We knew it would be a bit more expensive, but we were in desperate need of some freedom. Driving again (I haven’t had a car since… college?) was a little challenging. Not only has it been at least 5 years since I’ve driven a car, but shifting gears with my left hand and driving on the left side of the road, in pouring rain were not factors we considered.
Furthermore, one of the tires was low. Andrew pointed this out to the rental company right away. They assured us it was just because it had been sitting in the parking lot for awhile, and had it pumped up for us “to make us feel better.”

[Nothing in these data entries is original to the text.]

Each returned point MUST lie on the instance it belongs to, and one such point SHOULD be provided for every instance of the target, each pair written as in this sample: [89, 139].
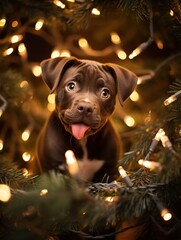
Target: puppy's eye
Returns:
[105, 93]
[70, 86]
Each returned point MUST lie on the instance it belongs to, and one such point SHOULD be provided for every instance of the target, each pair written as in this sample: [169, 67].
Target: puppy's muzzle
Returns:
[85, 108]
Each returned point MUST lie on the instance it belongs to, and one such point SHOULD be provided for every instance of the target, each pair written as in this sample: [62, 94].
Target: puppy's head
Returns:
[86, 92]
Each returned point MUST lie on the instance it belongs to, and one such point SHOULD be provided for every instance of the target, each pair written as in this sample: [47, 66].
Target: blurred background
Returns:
[143, 36]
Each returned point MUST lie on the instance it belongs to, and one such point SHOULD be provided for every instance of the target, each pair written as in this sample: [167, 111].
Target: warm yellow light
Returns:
[121, 54]
[51, 107]
[59, 4]
[166, 215]
[170, 100]
[43, 192]
[5, 193]
[115, 38]
[51, 98]
[149, 164]
[8, 51]
[135, 53]
[16, 38]
[14, 24]
[1, 144]
[122, 172]
[171, 13]
[25, 135]
[130, 122]
[72, 163]
[95, 11]
[25, 172]
[2, 22]
[65, 53]
[159, 44]
[159, 134]
[134, 96]
[83, 43]
[109, 199]
[39, 24]
[22, 49]
[36, 70]
[55, 53]
[26, 156]
[24, 84]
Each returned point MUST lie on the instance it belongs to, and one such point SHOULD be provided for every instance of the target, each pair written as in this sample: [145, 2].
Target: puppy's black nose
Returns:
[85, 108]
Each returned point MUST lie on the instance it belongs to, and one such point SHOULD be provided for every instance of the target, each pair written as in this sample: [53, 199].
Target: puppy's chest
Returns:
[88, 167]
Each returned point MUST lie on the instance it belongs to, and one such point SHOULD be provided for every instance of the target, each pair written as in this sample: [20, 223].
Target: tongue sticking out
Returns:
[78, 130]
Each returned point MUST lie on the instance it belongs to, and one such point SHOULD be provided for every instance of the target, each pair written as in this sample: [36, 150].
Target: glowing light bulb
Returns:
[36, 70]
[149, 164]
[95, 11]
[166, 215]
[159, 44]
[14, 24]
[51, 107]
[115, 38]
[134, 96]
[8, 51]
[72, 163]
[121, 54]
[51, 98]
[39, 24]
[109, 199]
[122, 172]
[26, 156]
[135, 53]
[159, 134]
[83, 43]
[59, 4]
[5, 193]
[24, 84]
[43, 192]
[172, 98]
[65, 53]
[25, 172]
[25, 135]
[171, 13]
[130, 122]
[55, 53]
[124, 175]
[22, 49]
[1, 144]
[16, 38]
[2, 22]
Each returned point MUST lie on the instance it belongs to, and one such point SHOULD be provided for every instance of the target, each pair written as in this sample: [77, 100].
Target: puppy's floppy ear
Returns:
[53, 69]
[126, 81]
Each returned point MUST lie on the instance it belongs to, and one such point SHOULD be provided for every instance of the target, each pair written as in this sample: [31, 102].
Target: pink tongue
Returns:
[78, 130]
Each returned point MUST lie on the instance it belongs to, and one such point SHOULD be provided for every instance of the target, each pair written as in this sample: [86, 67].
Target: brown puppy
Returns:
[85, 98]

Driving through the Transkei was everything our South African friends warned us about. There were cows and goats wandering across the road whenever they wanted. I’m still a bit skeptical why there were absolutely no fences for these herds. If I had a herd of cattle, I would think fencing them in would eliminate accidental deaths of cows crossing the road on a highway where the majority of the people driving through are INSANE.
At one point, a woman wandered in the middle of the road- without looking and I had to swerve around her. It was raining. There was fog. Animals. People. Construction. It was a FEAT getting into East London that night. Andrew is not as experienced driving a standard (shift) car. I was nervous enough adapting to driving on the other side of the road, shifting with my left hand, in the rain, we both figured it was probably a safer bet for him to continue navigating and me continue driving.
Meanwhile, our tire kept losing air. Every time we stopped for gas, we had our tire pumped up.
We were late getting into East London. It was still pouring when we pulled up to our couchsurfer host’s house. Not house, more like mansion. We discovered we were actually staying in their bed and breakfast that was attached to their house. A beautiful room with a loft all to ourselves. We were drenched. I was exhausted. Our host, an older woman in her early sixties I’m guessing- but a youthful sixties- offered us some soup. I immediately accepted and we sat around her kitchen talking about our travels, warming up over homemade soup with fresh bread and butter.
Her and her husband had traveled up through Africa and ended up couchsurfing. They had a really positive experience doing so, and had since decided to attempt to give back to the community. I was so grateful. I am still so grateful. I can’t even imagine getting the same kind of reception if we had showed up to a generic hostel or hotel in town. Can you?